Why does veterinary care for your pet cost what it does?
Bear in mind that your veterinarian is not only your pet’s general physician, but also its surgeon, radiologist, dentist, dermatologist, neurologist, ophthalmologist, psychiatrist, ears/nose/throat doctor, and Veterinary pharmacist. Your veterinary bill is a reflection of the costs of maintaining suitable facilities, equipment, and trained and experienced staff to provide the level of care that is expected in animal medicine today.
The cost of veterinary care has actually risen very little during the last 20 to 30 years. However advancements in both research and technology have allowed us to offer your pet better healthcare and prolong their life through surgical procedures and drugs. When compared to the rising cost of human health care, pet care is not at all unreasonable.
Remember too that the original cost of the animal has no bearing on the cost of services rendered.
Although it may feel as if you are paying more for your pet’s health care than your own, chances are you may be used to Medicare rebates, prescribed pharmaceutical scheme benefits and health care insurance for your own medical services. Consequently, you often do not see the total bottom-line figure for your own bills. When human health care costs are added up – there is no comparison to the much lower veterinary care costs.

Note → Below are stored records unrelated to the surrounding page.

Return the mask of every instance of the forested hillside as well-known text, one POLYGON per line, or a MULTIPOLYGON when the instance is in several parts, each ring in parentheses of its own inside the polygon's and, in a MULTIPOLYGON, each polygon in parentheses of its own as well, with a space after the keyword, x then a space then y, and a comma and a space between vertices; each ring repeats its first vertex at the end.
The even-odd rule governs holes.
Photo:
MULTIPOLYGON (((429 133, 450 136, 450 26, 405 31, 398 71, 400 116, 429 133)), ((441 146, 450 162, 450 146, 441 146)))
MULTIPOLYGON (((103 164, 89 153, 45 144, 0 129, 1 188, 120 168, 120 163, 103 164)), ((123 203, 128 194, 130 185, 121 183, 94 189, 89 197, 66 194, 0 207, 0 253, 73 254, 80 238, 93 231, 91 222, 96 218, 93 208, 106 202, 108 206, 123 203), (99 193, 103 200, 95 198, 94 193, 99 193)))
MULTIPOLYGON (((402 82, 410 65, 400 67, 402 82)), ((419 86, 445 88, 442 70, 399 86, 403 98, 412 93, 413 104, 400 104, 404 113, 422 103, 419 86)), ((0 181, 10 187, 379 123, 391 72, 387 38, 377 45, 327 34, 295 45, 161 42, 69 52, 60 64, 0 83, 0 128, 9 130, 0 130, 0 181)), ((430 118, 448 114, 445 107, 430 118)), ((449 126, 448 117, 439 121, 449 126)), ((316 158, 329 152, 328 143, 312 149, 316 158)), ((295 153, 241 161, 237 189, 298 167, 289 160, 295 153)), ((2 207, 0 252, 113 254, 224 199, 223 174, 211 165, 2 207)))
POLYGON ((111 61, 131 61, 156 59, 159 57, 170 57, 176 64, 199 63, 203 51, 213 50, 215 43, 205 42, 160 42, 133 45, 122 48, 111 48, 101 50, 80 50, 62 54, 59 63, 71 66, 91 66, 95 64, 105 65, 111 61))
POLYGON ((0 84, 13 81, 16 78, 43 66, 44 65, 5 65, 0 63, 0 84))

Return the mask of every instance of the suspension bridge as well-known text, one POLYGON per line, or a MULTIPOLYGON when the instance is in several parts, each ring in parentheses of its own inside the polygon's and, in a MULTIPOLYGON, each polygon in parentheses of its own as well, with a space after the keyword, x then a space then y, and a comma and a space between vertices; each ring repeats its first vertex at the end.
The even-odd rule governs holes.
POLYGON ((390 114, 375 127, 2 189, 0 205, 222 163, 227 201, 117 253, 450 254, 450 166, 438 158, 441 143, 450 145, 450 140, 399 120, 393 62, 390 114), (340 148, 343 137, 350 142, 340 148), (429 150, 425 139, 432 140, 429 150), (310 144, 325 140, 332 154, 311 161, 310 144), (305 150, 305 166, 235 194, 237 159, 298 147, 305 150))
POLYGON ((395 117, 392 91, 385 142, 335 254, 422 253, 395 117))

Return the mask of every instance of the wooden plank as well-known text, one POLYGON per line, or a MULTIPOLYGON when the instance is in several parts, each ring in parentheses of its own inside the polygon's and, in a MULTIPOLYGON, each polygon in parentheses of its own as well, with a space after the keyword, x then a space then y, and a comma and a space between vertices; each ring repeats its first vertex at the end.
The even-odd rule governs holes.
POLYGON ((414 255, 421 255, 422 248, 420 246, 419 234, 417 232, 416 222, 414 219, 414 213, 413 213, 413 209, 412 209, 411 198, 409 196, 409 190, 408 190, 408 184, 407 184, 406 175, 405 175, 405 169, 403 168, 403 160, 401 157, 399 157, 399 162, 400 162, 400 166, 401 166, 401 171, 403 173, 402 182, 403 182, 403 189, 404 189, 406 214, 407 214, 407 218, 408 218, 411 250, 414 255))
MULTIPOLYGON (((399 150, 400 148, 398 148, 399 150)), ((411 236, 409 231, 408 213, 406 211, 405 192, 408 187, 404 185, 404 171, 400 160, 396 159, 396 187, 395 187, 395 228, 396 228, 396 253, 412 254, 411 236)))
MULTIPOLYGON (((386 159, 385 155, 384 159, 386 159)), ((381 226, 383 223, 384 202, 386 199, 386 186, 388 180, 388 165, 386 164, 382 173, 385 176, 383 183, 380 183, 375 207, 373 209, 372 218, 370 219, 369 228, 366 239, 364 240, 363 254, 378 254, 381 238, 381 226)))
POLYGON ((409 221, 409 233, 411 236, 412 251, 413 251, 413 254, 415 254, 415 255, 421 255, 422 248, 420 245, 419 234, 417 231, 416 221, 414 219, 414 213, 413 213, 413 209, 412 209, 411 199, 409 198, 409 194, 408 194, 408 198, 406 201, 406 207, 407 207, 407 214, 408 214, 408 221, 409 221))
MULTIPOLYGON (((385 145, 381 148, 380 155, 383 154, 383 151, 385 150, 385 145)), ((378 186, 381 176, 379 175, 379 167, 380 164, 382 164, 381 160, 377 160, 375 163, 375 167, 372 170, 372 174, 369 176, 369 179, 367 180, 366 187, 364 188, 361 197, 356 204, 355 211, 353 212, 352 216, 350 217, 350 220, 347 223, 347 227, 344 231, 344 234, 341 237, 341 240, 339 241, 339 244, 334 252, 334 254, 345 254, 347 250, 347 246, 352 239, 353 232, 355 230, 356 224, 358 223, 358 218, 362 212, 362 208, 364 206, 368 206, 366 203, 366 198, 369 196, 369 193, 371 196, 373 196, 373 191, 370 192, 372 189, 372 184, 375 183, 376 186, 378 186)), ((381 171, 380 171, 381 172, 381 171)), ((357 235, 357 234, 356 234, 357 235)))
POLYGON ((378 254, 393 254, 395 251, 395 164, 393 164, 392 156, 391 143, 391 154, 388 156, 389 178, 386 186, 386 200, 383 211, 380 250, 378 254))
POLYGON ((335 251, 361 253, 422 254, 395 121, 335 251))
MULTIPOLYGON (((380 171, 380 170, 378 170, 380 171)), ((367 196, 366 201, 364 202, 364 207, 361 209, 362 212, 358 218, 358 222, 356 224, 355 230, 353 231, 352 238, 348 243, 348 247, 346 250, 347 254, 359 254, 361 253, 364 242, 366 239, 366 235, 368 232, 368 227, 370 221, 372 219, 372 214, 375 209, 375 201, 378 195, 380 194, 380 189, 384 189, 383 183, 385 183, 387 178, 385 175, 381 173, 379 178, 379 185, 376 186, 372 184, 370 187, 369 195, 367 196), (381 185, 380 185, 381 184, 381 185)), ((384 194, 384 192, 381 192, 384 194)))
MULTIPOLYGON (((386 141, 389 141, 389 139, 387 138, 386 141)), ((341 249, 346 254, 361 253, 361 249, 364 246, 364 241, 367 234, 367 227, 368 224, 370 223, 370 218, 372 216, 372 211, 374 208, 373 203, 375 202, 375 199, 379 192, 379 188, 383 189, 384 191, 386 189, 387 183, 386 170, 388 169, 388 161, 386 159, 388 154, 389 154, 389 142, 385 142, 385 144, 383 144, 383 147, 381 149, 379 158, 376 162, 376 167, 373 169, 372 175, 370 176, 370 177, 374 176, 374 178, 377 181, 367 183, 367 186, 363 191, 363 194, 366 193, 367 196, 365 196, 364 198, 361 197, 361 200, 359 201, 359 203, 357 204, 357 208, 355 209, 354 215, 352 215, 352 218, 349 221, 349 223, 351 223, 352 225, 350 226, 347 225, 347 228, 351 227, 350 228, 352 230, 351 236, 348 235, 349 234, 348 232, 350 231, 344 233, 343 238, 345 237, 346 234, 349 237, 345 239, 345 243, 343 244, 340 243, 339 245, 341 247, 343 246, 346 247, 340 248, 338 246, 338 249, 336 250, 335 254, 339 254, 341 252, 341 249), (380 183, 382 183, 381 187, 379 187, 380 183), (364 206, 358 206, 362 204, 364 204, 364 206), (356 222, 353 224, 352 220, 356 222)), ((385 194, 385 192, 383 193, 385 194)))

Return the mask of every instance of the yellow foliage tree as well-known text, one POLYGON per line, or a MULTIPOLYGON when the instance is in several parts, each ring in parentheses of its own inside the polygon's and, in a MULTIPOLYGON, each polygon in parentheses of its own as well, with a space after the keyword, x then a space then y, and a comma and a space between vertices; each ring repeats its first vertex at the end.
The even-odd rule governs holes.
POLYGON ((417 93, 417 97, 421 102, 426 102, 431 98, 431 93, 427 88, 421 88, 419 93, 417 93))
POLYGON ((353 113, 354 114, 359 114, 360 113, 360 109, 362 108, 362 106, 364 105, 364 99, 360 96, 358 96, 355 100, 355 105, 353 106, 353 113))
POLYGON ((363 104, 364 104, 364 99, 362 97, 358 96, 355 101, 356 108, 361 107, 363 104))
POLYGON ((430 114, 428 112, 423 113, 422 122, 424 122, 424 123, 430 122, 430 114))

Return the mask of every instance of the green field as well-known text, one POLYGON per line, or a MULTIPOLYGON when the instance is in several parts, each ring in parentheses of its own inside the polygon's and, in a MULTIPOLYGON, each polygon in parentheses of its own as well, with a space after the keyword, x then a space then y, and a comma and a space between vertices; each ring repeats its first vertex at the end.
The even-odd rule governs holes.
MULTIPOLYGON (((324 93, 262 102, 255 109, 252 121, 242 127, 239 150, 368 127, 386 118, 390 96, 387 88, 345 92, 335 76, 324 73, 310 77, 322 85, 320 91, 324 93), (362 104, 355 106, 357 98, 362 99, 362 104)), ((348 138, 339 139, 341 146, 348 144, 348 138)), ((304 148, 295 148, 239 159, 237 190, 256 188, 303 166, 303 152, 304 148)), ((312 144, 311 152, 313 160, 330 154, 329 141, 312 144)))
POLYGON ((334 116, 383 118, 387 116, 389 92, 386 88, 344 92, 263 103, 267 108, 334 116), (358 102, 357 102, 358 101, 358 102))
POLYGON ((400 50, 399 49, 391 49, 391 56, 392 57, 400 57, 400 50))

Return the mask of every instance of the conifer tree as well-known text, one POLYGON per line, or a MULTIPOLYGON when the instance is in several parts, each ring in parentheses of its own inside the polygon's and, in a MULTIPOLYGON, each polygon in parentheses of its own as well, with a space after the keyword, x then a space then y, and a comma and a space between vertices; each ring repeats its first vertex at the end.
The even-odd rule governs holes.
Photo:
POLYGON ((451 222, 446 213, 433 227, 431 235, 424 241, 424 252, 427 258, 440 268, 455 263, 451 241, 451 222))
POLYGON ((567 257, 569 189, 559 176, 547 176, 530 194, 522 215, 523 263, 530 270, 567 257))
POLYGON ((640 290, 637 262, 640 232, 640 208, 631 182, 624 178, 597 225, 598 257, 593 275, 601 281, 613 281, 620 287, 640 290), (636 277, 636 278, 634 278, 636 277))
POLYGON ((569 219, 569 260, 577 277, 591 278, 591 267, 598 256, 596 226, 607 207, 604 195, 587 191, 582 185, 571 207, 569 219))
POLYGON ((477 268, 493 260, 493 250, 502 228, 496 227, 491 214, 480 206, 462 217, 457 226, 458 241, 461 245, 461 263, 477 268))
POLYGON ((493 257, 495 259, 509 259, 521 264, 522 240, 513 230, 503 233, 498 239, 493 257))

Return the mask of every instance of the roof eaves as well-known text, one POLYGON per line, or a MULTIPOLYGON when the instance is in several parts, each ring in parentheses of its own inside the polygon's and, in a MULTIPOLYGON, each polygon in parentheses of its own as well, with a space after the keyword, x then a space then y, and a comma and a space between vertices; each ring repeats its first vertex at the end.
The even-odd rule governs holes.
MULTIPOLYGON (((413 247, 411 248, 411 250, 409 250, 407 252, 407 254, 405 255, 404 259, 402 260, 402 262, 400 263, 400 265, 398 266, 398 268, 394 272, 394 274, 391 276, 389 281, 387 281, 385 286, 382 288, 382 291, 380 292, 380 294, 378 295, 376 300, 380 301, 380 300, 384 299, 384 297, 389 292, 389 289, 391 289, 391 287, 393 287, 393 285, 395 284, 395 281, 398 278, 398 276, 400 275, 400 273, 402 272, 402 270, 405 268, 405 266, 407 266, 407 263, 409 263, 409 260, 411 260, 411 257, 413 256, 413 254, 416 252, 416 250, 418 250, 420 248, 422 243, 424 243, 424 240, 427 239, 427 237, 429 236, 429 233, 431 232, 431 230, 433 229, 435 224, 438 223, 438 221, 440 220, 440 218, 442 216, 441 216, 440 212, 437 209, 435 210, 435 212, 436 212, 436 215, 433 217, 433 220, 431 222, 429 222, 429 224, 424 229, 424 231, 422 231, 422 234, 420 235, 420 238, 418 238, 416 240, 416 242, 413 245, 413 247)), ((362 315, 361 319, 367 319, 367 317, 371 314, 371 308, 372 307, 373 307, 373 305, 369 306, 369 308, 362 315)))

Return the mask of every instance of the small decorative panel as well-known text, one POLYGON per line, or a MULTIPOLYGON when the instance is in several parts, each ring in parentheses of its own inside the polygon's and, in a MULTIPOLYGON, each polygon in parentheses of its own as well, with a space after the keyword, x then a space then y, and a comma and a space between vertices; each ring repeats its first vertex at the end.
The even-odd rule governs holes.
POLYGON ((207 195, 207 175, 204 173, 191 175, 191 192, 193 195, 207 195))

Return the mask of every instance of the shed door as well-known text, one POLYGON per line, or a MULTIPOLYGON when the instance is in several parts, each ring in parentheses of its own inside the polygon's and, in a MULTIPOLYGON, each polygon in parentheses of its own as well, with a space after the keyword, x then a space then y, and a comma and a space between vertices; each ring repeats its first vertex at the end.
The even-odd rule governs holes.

Why don’t veterinarians diagnose and/or prescribe over the phone and save you time?
For the same reason a medical doctor won’t, it’s both unethical and illegal. Without physically examining an animal, it’s impossible for the veterinarian to come up with an accurate diagnosis and rational plan of treatment.
A veterinarian can’t make a diagnosis based on symptoms only as observed by an owner. The outward signs may be an indication of any number of internal causes with a wide variety of clinical treatments. A complete physical examination and possibly other diagnostic tests are required to determine the cause of the symptoms and best course of treatment. And some medications are considered prescription medicines and it is illegal to dispense such items without a physical consultation.
Isn’t there a cheaper option for treatment? Can’t your vet discount your bill?
The extent of care given to any animal is ultimately determined by its owner. As a responsible pet owner, you place a high value on your animal and will want to consider what’s best for your pet.
Every pet owner has different ideas about what is acceptable pet care and how much they are willing to spend on their pets healthcare needs. We can only make you aware of the services and products that are available and then provide guidance in their choices and decisions. The owner is given options; the owner makes the call.
It’s important to understand that our veterinarians can and will go the extra mile for their clients, but they simply cannot jeopardize the quality of our practice by discounting or waiving fees. We must cover our employees’ salaries, costly equipment, the expense of years of professional training, and the expense of continuing education for staying up-to-date on the latest research.
How do we determine desexing prices?
The prices we charge for desexing cats and dogs are based on the quality and amount of services we provide for your pet.
We strive to ensure that your pet’s surgery is as safe as possible. We use the best quality anaesthesia presently available to veterinarians, similar to that used for human anaesthesia. A pulse oximeter, and respiratory monitor is attached to your pet during the entire surgical procedure. An IV catheter is placed so that fluids can be used to keep your pet’s blood pressure at a safe level during surgery. A warming pad is used to reduce the danger of hypothermia.
We use high quality suture material. Sterile gloves, gowns, drapes and surgical instruments ensure the cleanest, germ-free operating area.
On a one-to-one basis, our qualified nursing team monitors your pet’s post-operative recovery until your pet is breathing safely on their own.
The surgery fee includes a pre-surgical exam, a one day stay in our hospital, post-operative pain medications and a post-surgical checks before discharge. Optional services include pre-anaesthetic blood work to more thoroughly examine your pet’s health status before surgery.
We are very proud of the high quality of service we offer pets and their families.